As we return to a new normal, think about how technology may adapt and change once again how things are done. If you had suggested, even 10 years ago, that so much shopping would be done at home on a mobile phone, you’d have been laughed at. So is it wise to now be laughing at the idea of drone deliveries, driverless vehicles and robots? Perhaps not.
Amazon dominates online shopping. Their goods are delivered by couriers to customers daily. However, along with other giants such as Google, they are investigating the possibility of robot “postmen” and drone deliveries. Imagine the loss to the courier industry if Amazon alone started to deliver its own parcels? Well they are thinking about it. Be it by drone, or robotic vehicles, deliveries can potentially be made to addresses, even taken inside some homes, those with “smart” locks etc. at more accurate times and even when customers are out. The items can even be refrigerated if needed. This could reduce overheads and thus increase profits. Perhaps even more frightening than the idea of the robots themselves though, is the realisation that it removes the individual courier from the equation.
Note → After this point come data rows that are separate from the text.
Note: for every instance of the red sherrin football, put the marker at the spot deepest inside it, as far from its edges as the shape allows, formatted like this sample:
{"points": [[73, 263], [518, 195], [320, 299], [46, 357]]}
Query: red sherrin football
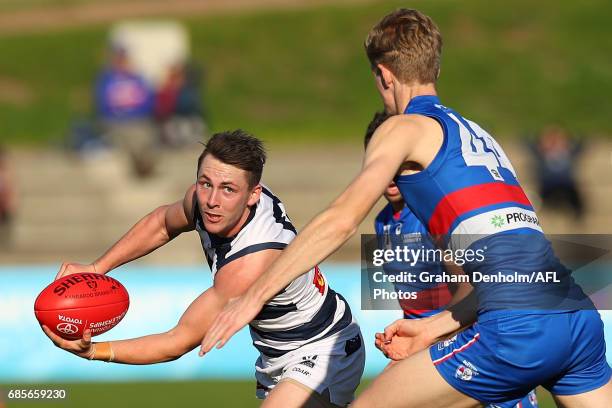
{"points": [[83, 300]]}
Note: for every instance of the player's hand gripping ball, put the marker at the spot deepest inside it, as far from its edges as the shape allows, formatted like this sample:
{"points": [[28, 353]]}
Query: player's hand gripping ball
{"points": [[82, 301]]}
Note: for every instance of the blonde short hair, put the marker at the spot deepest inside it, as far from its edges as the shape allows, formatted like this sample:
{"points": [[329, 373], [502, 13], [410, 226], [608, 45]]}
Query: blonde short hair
{"points": [[409, 44]]}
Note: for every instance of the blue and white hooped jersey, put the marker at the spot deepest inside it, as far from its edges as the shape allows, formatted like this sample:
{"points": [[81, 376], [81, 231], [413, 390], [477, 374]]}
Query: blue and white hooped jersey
{"points": [[306, 310], [470, 196], [405, 230]]}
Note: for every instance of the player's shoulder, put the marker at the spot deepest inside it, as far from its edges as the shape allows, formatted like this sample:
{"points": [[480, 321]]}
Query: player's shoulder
{"points": [[385, 215], [410, 127]]}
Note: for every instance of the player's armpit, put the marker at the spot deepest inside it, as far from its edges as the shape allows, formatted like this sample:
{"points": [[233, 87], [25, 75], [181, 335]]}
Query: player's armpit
{"points": [[236, 277]]}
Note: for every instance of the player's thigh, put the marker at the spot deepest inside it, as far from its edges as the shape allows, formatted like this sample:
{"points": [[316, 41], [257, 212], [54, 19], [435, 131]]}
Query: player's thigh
{"points": [[291, 394], [413, 382], [598, 398]]}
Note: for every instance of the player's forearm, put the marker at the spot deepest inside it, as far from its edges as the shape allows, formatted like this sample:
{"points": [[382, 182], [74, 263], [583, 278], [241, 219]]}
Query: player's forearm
{"points": [[455, 318], [319, 239], [155, 348], [147, 235]]}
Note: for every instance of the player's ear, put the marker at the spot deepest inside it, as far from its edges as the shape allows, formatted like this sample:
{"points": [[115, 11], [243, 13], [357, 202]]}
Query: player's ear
{"points": [[254, 196], [386, 76]]}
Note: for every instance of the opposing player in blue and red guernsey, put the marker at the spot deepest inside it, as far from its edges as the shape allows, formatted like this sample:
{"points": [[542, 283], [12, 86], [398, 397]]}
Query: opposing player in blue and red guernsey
{"points": [[396, 226]]}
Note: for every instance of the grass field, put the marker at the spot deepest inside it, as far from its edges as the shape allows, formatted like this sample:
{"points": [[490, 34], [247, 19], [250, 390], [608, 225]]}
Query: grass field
{"points": [[166, 394], [302, 74]]}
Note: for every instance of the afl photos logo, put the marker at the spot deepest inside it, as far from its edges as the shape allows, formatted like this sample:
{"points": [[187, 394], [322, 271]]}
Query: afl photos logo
{"points": [[67, 328]]}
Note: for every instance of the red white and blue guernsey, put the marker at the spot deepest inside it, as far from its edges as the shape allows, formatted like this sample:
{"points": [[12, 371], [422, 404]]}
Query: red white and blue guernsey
{"points": [[405, 230], [527, 333]]}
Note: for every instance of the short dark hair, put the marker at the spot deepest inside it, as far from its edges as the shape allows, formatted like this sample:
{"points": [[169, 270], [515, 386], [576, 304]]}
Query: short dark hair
{"points": [[237, 148], [377, 120]]}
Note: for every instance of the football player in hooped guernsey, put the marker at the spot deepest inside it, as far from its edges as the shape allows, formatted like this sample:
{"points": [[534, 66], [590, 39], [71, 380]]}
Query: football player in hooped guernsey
{"points": [[311, 350], [397, 226], [459, 183]]}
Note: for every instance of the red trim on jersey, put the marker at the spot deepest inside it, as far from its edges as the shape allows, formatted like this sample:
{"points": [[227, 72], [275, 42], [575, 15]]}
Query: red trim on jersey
{"points": [[458, 350], [467, 199], [427, 300]]}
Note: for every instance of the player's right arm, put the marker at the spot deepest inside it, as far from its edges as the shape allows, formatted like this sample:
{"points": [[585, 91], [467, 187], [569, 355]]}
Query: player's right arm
{"points": [[152, 231], [405, 337], [231, 280]]}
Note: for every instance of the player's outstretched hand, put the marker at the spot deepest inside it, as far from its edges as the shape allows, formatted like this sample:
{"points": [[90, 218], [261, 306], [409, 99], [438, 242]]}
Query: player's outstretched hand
{"points": [[82, 347], [68, 268], [235, 315], [403, 338]]}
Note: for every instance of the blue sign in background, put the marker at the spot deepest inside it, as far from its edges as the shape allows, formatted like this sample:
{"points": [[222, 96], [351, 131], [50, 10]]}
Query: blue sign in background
{"points": [[158, 297]]}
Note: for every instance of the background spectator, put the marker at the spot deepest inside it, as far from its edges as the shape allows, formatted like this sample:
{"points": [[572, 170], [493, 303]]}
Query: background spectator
{"points": [[7, 199], [555, 156], [124, 106], [178, 107]]}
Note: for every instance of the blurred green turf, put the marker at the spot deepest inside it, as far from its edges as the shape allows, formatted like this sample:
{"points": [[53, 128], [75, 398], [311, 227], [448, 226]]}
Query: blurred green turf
{"points": [[302, 74], [164, 394]]}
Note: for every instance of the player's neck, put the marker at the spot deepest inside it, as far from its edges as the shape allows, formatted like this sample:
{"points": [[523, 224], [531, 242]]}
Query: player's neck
{"points": [[407, 92], [239, 225], [397, 206]]}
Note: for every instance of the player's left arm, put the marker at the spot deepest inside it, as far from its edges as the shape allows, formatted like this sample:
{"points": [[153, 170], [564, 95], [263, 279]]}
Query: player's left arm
{"points": [[393, 143], [231, 280]]}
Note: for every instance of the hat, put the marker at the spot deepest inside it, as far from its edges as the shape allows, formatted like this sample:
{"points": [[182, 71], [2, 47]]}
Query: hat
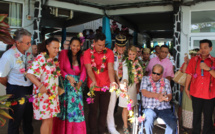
{"points": [[120, 40]]}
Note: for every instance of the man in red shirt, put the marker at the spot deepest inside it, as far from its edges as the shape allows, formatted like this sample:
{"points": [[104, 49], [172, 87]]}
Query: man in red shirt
{"points": [[99, 63], [201, 78]]}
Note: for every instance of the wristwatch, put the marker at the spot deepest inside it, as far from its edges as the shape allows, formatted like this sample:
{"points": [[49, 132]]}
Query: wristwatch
{"points": [[210, 69]]}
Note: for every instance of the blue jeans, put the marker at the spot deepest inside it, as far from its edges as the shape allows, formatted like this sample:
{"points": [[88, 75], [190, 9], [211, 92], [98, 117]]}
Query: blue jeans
{"points": [[166, 114]]}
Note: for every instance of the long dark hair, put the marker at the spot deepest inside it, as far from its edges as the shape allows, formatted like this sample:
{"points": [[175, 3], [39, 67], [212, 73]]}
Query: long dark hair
{"points": [[42, 46], [78, 54]]}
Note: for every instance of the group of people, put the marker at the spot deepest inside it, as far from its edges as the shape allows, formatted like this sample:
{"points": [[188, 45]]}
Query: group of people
{"points": [[125, 65]]}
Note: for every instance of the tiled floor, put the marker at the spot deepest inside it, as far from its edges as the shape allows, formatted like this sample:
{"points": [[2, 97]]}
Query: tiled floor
{"points": [[118, 119]]}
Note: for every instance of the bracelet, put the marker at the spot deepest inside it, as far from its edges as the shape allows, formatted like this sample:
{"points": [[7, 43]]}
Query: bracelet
{"points": [[40, 87]]}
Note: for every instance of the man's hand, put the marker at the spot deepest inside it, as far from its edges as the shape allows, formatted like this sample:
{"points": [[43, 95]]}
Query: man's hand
{"points": [[186, 59], [43, 90], [93, 84], [204, 66]]}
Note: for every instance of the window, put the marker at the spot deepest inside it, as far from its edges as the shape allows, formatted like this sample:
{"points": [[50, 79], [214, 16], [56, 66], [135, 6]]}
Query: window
{"points": [[14, 11], [203, 21]]}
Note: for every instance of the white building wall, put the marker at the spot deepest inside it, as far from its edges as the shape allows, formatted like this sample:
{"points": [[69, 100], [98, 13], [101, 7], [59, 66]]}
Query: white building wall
{"points": [[186, 26]]}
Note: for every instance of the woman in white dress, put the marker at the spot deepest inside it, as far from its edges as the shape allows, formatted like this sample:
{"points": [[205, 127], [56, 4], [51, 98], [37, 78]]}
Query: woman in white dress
{"points": [[132, 75]]}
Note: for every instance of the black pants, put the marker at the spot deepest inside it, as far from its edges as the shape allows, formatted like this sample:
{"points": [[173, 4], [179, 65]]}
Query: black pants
{"points": [[20, 112], [101, 103], [206, 106]]}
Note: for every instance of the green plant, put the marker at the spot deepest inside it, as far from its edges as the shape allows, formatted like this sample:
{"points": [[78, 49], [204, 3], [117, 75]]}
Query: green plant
{"points": [[7, 39], [4, 106], [4, 30]]}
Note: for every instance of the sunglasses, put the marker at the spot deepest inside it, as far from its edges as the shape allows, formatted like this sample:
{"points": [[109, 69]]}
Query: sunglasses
{"points": [[156, 73]]}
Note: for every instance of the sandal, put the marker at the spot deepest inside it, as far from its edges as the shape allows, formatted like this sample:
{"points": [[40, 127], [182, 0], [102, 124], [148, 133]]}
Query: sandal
{"points": [[125, 130]]}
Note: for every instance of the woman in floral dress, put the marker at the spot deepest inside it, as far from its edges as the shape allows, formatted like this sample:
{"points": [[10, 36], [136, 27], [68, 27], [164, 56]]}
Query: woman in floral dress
{"points": [[146, 59], [44, 74], [132, 75], [71, 118]]}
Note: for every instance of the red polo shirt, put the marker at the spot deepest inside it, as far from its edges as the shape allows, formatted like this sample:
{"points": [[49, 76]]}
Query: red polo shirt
{"points": [[102, 79], [199, 86]]}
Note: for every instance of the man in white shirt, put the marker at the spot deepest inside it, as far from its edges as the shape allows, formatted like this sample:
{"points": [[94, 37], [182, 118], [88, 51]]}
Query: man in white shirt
{"points": [[14, 64]]}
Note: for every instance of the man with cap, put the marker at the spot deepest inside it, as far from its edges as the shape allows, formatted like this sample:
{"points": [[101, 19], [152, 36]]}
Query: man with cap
{"points": [[120, 47]]}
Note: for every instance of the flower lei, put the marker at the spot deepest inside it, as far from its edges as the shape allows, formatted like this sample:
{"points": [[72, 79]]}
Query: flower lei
{"points": [[91, 93], [135, 71], [19, 60], [93, 63], [55, 70], [212, 67], [22, 100], [154, 85]]}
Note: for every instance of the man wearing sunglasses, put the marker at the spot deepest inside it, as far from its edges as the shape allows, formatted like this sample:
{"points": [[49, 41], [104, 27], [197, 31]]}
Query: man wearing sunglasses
{"points": [[14, 63], [156, 95], [164, 61]]}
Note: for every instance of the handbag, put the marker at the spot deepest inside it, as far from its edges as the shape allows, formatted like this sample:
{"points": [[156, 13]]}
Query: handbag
{"points": [[180, 78], [60, 87]]}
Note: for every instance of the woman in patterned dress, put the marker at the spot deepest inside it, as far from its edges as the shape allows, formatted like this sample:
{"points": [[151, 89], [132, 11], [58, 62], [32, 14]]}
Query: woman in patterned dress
{"points": [[44, 74], [71, 118], [131, 67]]}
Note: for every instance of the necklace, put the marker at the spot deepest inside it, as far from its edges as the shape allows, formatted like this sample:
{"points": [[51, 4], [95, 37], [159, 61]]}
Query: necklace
{"points": [[154, 85], [93, 63]]}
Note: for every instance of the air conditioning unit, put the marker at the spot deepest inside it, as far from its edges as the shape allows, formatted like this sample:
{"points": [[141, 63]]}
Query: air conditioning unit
{"points": [[63, 13]]}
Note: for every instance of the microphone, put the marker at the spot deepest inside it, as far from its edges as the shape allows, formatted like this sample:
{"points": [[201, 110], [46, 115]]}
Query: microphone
{"points": [[202, 71]]}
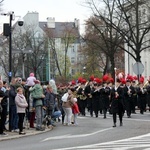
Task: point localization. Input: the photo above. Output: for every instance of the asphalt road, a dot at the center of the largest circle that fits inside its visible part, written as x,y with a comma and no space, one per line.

Of course drones and robots are not cheap to buy, maintain or run and parcel theft may even rise too. However, whilst that may make the concept cost prohibitive to most businesses, it won’t dissuade the largest of companies. Remember also that publicly listed companies are based around profits, and increased technology wouldn’t be considered if it was going to reduce their bottom line. The actions taken by any of these larger companies will of course impact on many others and some, albeit sad to accept, will undoubtedly lose out.
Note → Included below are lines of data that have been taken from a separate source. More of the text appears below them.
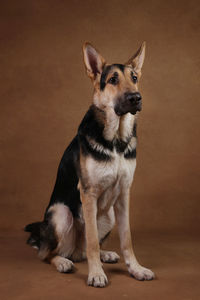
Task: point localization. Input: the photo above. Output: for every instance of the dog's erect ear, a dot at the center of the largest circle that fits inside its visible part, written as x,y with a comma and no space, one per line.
137,59
94,62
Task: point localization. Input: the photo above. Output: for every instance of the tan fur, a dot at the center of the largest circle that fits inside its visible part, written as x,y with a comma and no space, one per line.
108,183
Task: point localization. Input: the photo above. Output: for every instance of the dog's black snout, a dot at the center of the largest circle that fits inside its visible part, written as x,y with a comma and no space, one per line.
133,97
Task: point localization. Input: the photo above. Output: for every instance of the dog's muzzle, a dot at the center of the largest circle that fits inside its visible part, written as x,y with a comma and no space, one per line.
130,102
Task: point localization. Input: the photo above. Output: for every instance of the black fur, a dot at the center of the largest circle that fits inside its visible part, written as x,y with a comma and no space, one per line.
105,72
65,190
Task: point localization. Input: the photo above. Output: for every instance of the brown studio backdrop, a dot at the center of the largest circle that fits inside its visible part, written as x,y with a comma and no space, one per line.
45,93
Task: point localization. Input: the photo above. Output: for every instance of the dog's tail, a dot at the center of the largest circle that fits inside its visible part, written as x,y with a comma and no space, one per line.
42,237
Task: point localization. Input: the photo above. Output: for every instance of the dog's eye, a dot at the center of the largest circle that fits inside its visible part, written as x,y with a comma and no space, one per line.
134,78
113,80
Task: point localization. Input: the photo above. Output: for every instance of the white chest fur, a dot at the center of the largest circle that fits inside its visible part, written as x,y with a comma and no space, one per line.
110,177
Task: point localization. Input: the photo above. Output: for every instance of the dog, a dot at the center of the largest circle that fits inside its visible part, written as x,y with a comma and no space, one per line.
94,178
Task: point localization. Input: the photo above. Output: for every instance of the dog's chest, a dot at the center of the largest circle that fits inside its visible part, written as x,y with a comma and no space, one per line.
111,177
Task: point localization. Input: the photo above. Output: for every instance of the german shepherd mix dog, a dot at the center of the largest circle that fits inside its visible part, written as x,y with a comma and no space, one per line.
95,174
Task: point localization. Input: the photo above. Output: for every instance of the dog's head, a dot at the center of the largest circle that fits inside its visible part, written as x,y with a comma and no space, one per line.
116,85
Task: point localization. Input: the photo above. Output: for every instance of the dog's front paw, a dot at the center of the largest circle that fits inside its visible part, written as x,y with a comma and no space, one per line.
109,256
97,279
141,273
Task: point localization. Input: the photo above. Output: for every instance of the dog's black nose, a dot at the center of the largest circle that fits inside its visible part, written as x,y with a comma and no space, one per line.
133,97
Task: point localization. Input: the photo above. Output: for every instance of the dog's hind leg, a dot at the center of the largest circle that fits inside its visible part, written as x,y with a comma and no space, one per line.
63,223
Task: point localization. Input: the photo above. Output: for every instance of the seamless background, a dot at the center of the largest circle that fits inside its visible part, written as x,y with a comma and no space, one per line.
44,93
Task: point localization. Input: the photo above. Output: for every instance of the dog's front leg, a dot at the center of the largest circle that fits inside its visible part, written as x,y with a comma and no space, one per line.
96,275
122,218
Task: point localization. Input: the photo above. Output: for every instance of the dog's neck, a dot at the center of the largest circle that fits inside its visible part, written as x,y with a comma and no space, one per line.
119,127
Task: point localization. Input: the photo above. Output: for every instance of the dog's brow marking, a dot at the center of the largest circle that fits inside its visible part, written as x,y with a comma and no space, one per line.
106,71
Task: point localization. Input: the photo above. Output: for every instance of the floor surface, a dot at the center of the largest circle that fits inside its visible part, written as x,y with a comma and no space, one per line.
175,259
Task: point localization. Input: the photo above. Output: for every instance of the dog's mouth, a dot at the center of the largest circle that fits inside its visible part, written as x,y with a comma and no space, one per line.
124,108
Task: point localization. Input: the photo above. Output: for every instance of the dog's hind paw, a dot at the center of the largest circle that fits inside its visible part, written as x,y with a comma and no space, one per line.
97,279
109,256
62,264
141,273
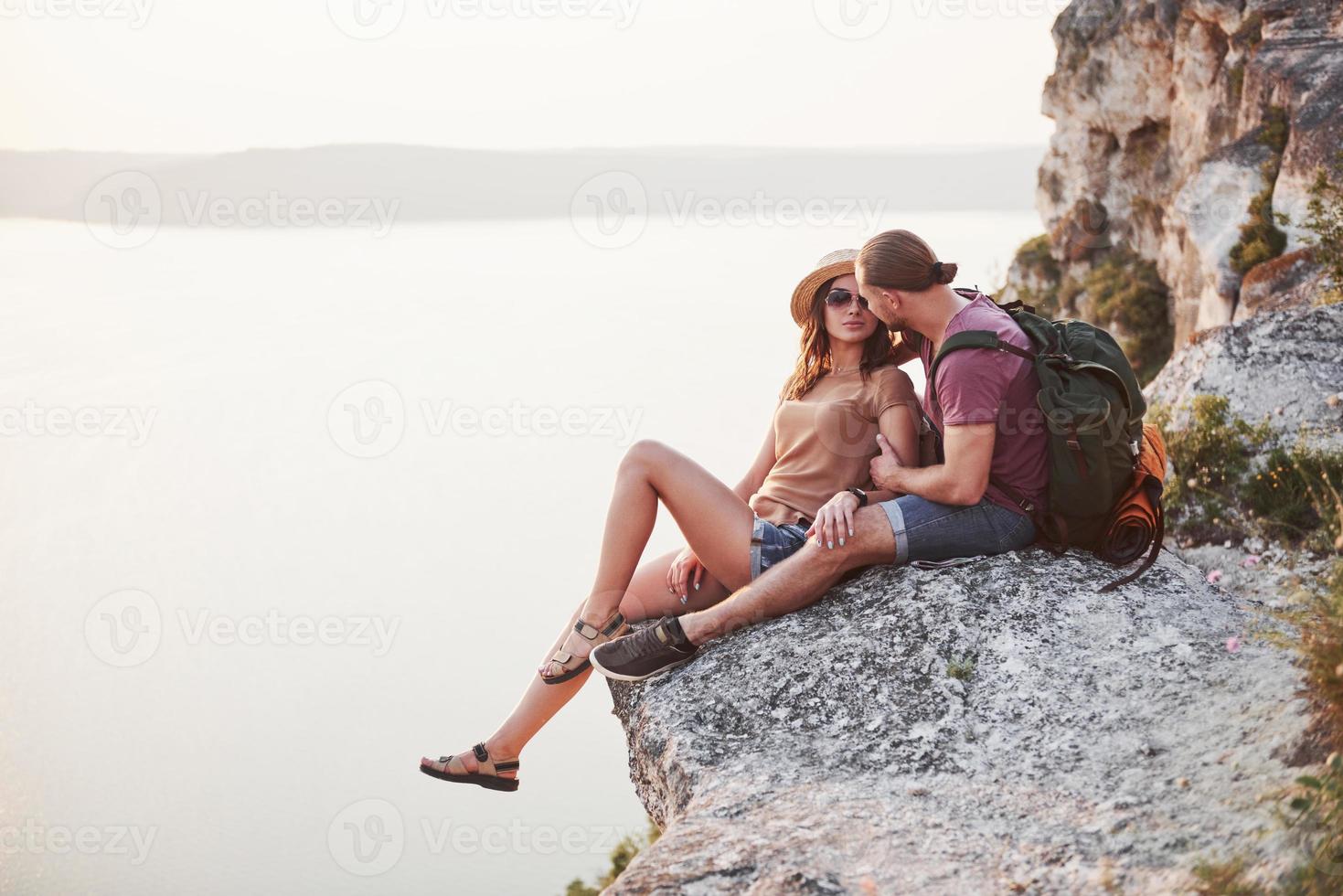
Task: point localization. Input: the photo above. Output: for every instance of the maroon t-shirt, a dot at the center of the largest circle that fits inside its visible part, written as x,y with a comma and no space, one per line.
984,386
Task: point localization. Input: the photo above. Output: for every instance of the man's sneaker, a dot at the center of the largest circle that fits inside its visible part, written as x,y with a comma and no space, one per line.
645,653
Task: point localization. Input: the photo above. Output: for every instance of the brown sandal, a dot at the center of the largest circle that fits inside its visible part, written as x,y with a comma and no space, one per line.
486,775
613,627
In Milton Keynes there is already a delivery system driven by robots in operation. Whilst this may be seen more as a “trial”, it may not even have been considered as a possibility a few years ago. As technology advances, so does the speed of change. Artificial intelligence too is looming large on the horizon and, probably without most people realizing, it is already playing a role. Rather than having to rely on specific programming to work, computers are becoming more capable of problem solving through their own “thoughts”. When the movie Terminator was originally made, this “suggestion” was the basis of the terror threat itself – the rise of the machines. Now, machines such as cars are able to drive themselves, which means driverless couriers are perhaps now more a probability than a possibility. Whilst initial tests haven’t always proven successful, the fact that they are even undertaking tests on public roads shows how far things have moved on.
Should we be worried
Change isn’t always good. But change complimented by development can be positive. Think again of how tough things have been through the pandemic but how much harder things might have been had it happened only 20 years ago even? Technology isn’t always the enemy. Do people really want driverless cars to replace courier drivers, or robots to deliver their post? Technology should perhaps focus on support rather than replacement, on complimenting rather than conquering.
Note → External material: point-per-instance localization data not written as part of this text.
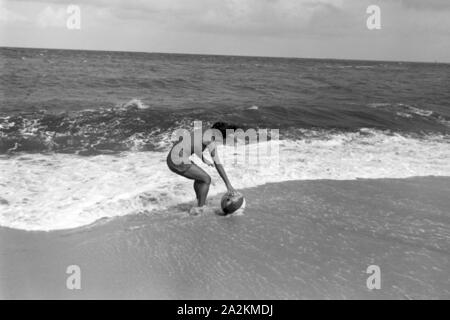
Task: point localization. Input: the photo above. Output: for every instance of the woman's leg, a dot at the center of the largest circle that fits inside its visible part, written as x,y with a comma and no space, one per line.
201,183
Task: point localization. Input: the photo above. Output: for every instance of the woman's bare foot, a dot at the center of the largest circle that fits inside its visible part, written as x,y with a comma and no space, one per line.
195,211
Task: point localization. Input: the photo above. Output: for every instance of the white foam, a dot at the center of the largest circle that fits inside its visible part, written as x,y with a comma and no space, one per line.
59,191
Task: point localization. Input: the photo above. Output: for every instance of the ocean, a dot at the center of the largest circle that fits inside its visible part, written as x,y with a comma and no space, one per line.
84,134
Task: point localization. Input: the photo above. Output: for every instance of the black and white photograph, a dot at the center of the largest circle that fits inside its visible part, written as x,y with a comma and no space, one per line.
224,150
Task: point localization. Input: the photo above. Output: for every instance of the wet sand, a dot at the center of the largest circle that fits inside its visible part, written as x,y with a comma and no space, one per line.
297,240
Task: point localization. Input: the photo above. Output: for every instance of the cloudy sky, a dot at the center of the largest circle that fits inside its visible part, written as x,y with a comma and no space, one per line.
413,30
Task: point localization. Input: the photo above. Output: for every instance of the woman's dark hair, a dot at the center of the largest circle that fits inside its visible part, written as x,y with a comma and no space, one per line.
223,126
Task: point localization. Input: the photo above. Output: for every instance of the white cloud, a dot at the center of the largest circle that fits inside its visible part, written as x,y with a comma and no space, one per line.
52,17
7,15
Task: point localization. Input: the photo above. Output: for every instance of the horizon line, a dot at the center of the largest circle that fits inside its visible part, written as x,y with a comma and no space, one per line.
231,55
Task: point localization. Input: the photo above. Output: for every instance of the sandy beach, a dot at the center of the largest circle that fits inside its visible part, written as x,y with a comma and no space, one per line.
297,240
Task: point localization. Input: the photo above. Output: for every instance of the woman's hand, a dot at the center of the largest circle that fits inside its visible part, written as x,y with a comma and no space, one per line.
208,163
232,191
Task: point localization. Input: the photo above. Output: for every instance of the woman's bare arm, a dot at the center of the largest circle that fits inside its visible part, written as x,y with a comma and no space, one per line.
219,167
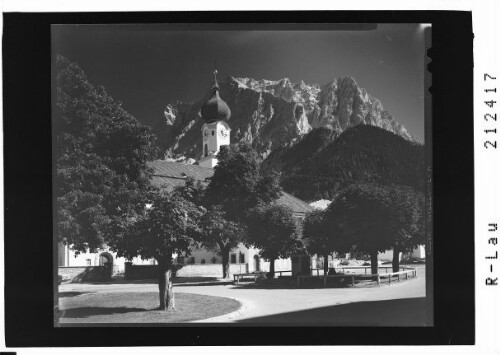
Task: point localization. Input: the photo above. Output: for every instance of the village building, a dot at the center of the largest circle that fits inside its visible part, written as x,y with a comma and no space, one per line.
215,132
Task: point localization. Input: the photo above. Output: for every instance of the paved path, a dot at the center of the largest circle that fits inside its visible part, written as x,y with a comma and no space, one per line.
345,305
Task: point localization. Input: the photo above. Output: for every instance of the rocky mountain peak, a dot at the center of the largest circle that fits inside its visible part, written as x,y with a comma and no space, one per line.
276,113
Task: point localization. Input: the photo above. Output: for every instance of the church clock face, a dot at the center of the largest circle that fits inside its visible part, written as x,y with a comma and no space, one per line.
223,133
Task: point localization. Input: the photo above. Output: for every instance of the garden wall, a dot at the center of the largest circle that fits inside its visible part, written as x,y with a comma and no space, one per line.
84,273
It can help reduce waste, think of paperless societies and environmentally friendly transport; it can add speed and efficiency to a service, whilst always keeping the human element of interaction and friendliness and, it can help individual companies, including couriers, to fulfil their commitments to help others.
The importance of change should never be ignored. Those that ultimately do not adapt, may well come up short. But change for the sake of change is not welcome either. There will always be the need for the core values that only the human touch can bring. Humans need interaction with other humans, not just screens. They need conversation, friendly interactions and a sense of belonging. Take that away and society itself no longer exists.
You might one day get a parcel delivered by a drone, but you’ll miss being asked if it’s your birthday by the friendly face of a real courier.